Warning over aluminium levels in Hong Kong snacks
Centre for Food Safety finds locals’ intake of the light metal mostly from baked goods
Common local snacks such as egg waffles, Ma Lai cake and other baked goods contain high levels of aluminium – an excess of which can cause kidney damage and affect children’s development – the Centre for Food Safety has found.
In the second study on Hongkongers’ intake of the light metal, the centre also found its level in 19 of 36 tested foods dropped since 2009. Aluminium is often found in additives such as raising agent, firming agent and colourings.
Dr Samuel Yeung Tze-kiu, the centre’s principal medical officer, said: “We would like the food industry to beware of the level of aluminium in the food additives and see if there can be other replacements.”
The study also found that Hongkongers’ aluminium intake mostly came from steamed buns, bread and other bakery products, but that in general their intake was unlikely to be a health risk.

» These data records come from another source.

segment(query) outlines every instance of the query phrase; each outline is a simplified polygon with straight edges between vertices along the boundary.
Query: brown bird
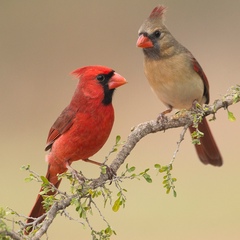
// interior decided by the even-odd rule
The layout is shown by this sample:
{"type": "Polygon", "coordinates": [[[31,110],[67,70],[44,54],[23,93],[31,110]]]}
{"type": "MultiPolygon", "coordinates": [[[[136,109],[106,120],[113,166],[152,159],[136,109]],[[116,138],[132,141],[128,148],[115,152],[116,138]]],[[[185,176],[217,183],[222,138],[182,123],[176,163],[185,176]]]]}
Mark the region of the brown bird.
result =
{"type": "MultiPolygon", "coordinates": [[[[194,101],[209,103],[209,84],[200,64],[164,25],[164,6],[157,6],[139,29],[137,46],[143,48],[144,71],[152,90],[168,107],[190,109],[194,101]]],[[[204,118],[198,129],[204,133],[195,145],[204,164],[222,165],[222,157],[204,118]]],[[[190,132],[195,128],[189,127],[190,132]]]]}

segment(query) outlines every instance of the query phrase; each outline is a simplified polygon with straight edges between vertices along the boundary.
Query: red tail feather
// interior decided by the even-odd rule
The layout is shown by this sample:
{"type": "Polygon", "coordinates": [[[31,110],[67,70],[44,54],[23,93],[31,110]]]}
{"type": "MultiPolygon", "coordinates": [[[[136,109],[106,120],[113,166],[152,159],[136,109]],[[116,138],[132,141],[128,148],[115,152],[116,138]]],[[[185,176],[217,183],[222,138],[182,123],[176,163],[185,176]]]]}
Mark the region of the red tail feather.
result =
{"type": "MultiPolygon", "coordinates": [[[[204,164],[222,166],[222,156],[212,136],[206,118],[204,118],[202,123],[198,125],[198,129],[204,133],[204,136],[200,139],[201,144],[195,145],[199,159],[204,164]]],[[[191,133],[193,133],[195,131],[195,128],[189,127],[189,130],[191,133]]]]}

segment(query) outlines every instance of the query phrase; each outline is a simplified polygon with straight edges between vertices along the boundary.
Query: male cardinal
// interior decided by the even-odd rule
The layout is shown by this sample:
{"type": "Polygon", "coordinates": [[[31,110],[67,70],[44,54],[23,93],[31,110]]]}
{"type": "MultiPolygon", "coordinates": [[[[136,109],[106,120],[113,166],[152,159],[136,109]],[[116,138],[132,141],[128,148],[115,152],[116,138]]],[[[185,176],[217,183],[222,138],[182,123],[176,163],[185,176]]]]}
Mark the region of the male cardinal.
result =
{"type": "MultiPolygon", "coordinates": [[[[157,6],[139,29],[137,46],[143,48],[144,71],[157,97],[168,107],[190,109],[193,102],[209,103],[209,84],[201,66],[164,25],[164,6],[157,6]]],[[[198,126],[204,133],[195,145],[204,164],[222,165],[222,157],[204,118],[198,126]]],[[[190,126],[190,132],[195,129],[190,126]]]]}
{"type": "MultiPolygon", "coordinates": [[[[57,175],[66,172],[73,161],[84,160],[100,165],[89,157],[108,139],[114,122],[113,93],[115,88],[126,83],[114,70],[103,66],[79,68],[72,74],[79,78],[77,88],[70,104],[51,127],[45,148],[50,150],[46,157],[46,178],[56,188],[61,182],[57,175]]],[[[42,196],[38,195],[29,217],[44,214],[42,201],[42,196]]],[[[27,223],[33,221],[31,218],[27,223]]]]}

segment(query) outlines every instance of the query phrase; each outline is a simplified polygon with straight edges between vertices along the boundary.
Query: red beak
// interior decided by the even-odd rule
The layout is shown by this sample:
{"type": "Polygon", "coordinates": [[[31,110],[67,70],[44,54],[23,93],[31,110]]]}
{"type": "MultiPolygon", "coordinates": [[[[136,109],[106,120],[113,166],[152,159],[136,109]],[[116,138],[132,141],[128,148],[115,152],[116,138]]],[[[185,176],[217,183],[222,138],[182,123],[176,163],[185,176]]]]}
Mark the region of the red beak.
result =
{"type": "Polygon", "coordinates": [[[114,72],[114,75],[111,77],[110,81],[108,82],[108,87],[109,89],[114,89],[122,86],[125,83],[127,83],[126,79],[122,77],[120,74],[114,72]]]}
{"type": "Polygon", "coordinates": [[[153,47],[153,43],[149,39],[149,37],[146,37],[143,34],[141,34],[137,40],[137,46],[140,48],[151,48],[153,47]]]}

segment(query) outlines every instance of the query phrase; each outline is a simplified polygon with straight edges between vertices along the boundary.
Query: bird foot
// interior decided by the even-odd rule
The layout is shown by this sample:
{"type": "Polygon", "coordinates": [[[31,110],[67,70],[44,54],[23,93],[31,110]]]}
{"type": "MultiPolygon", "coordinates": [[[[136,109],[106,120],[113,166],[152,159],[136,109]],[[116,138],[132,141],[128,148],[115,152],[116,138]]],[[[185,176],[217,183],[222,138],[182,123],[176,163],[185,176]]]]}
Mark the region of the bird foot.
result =
{"type": "Polygon", "coordinates": [[[102,164],[101,169],[102,174],[107,174],[109,180],[112,180],[117,175],[116,172],[106,164],[102,164]]]}
{"type": "Polygon", "coordinates": [[[82,176],[82,175],[81,175],[78,171],[76,171],[76,170],[73,170],[73,171],[72,171],[72,176],[73,176],[73,178],[75,178],[75,179],[79,182],[80,185],[82,185],[82,184],[85,182],[85,177],[82,176]]]}
{"type": "Polygon", "coordinates": [[[158,123],[161,123],[161,124],[166,123],[166,122],[167,122],[167,117],[166,117],[166,115],[163,114],[163,113],[160,113],[160,114],[158,115],[158,117],[157,117],[157,122],[158,122],[158,123]]]}
{"type": "Polygon", "coordinates": [[[167,117],[166,114],[170,113],[172,111],[172,107],[166,109],[165,111],[161,112],[159,116],[157,117],[157,122],[158,123],[166,123],[167,122],[167,117]]]}
{"type": "Polygon", "coordinates": [[[192,110],[199,110],[199,108],[202,108],[202,105],[197,101],[197,100],[194,100],[193,103],[192,103],[192,110]]]}
{"type": "Polygon", "coordinates": [[[77,170],[73,169],[71,166],[68,166],[68,170],[71,172],[72,177],[76,179],[80,185],[85,182],[85,177],[81,175],[77,170]]]}

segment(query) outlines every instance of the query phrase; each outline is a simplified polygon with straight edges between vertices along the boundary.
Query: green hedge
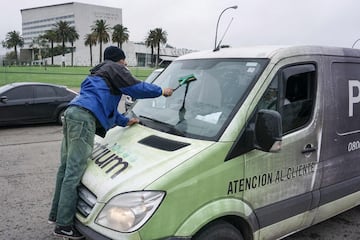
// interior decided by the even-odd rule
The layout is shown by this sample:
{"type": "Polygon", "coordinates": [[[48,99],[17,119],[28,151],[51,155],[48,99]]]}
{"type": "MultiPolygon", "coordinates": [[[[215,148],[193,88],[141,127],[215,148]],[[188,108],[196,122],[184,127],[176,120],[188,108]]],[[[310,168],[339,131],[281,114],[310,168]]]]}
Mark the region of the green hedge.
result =
{"type": "MultiPolygon", "coordinates": [[[[13,82],[47,82],[79,88],[90,67],[0,67],[0,86],[13,82]]],[[[132,74],[144,80],[154,69],[130,67],[132,74]]]]}

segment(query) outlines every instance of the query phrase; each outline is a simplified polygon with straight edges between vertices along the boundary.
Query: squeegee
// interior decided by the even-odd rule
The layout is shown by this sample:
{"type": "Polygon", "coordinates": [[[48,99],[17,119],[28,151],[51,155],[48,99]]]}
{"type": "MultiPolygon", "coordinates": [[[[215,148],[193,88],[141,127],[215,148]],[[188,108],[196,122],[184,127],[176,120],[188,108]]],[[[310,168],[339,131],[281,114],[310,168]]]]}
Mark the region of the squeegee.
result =
{"type": "Polygon", "coordinates": [[[173,89],[173,92],[175,92],[176,89],[178,89],[179,87],[181,87],[184,84],[188,84],[189,82],[195,81],[196,77],[194,76],[194,74],[190,74],[184,77],[181,77],[178,81],[179,81],[179,86],[177,86],[176,88],[173,89]]]}

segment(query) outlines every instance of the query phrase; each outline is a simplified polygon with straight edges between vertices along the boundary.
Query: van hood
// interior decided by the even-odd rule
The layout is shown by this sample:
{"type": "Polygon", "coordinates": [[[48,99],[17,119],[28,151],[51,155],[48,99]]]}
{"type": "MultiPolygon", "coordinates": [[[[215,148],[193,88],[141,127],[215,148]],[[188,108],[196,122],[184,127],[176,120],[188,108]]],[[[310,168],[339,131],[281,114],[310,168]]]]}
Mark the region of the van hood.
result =
{"type": "Polygon", "coordinates": [[[139,124],[115,127],[104,139],[95,138],[82,184],[96,195],[98,202],[107,202],[117,194],[145,189],[213,143],[174,136],[139,124]]]}

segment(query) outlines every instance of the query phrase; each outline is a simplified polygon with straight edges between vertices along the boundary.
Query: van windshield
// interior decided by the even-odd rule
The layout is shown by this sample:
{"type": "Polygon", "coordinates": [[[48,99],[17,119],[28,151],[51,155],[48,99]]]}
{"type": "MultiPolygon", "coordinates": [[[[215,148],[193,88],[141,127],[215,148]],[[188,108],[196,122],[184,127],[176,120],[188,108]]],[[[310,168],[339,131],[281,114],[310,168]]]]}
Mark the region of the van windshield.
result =
{"type": "MultiPolygon", "coordinates": [[[[171,97],[141,99],[132,114],[140,123],[160,131],[215,140],[265,68],[267,59],[196,59],[175,61],[155,80],[176,88],[171,97]]],[[[130,112],[128,113],[130,114],[130,112]]]]}

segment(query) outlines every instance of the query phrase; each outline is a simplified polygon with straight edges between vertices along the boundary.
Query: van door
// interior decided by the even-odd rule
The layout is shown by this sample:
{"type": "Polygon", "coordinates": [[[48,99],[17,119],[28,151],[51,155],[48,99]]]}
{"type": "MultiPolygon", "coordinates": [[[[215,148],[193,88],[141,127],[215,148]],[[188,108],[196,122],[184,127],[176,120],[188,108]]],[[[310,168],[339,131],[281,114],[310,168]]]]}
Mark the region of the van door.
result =
{"type": "Polygon", "coordinates": [[[285,66],[259,101],[257,109],[276,110],[283,122],[280,152],[245,155],[242,189],[255,210],[261,239],[308,226],[308,211],[316,207],[312,190],[321,131],[316,86],[314,63],[285,66]]]}
{"type": "Polygon", "coordinates": [[[315,222],[359,204],[360,59],[328,57],[327,66],[320,158],[323,177],[315,222]]]}

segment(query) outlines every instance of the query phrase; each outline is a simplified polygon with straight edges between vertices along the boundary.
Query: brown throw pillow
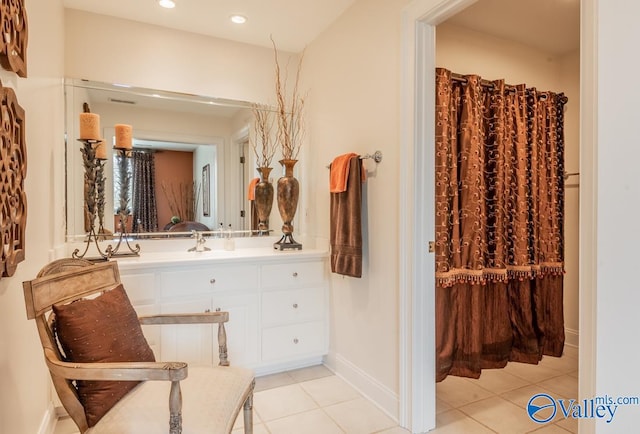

According to the World Health Organisation, the tolerable weekly intake of aluminium for adults is 2毫milligrams per kilogram of body weight. The level for children is even lower.
The average level for Hongkongers’ was 0.49 milligrams per kilogram of body weight.
The centre took 309 food samples from May to July last year.
Jelly fish, a cold dish usually served as the first course in Chinese restaurants, was found to contain the most aluminium among all food.
Other traditional Cantonese snacks such as egg waffles and Ma Lai cake also contain lots of aluminium. Eating two of the waffles or three of the cakes in a week would exceed the tolerable level.
Given consumers’ loyalty to food products, it was difficult to rule out adverse health effects from high concentrations of aluminium, Yeung said, advising people to avoid eating just a small range of food.
“They should maintain a balanced diet,” he said.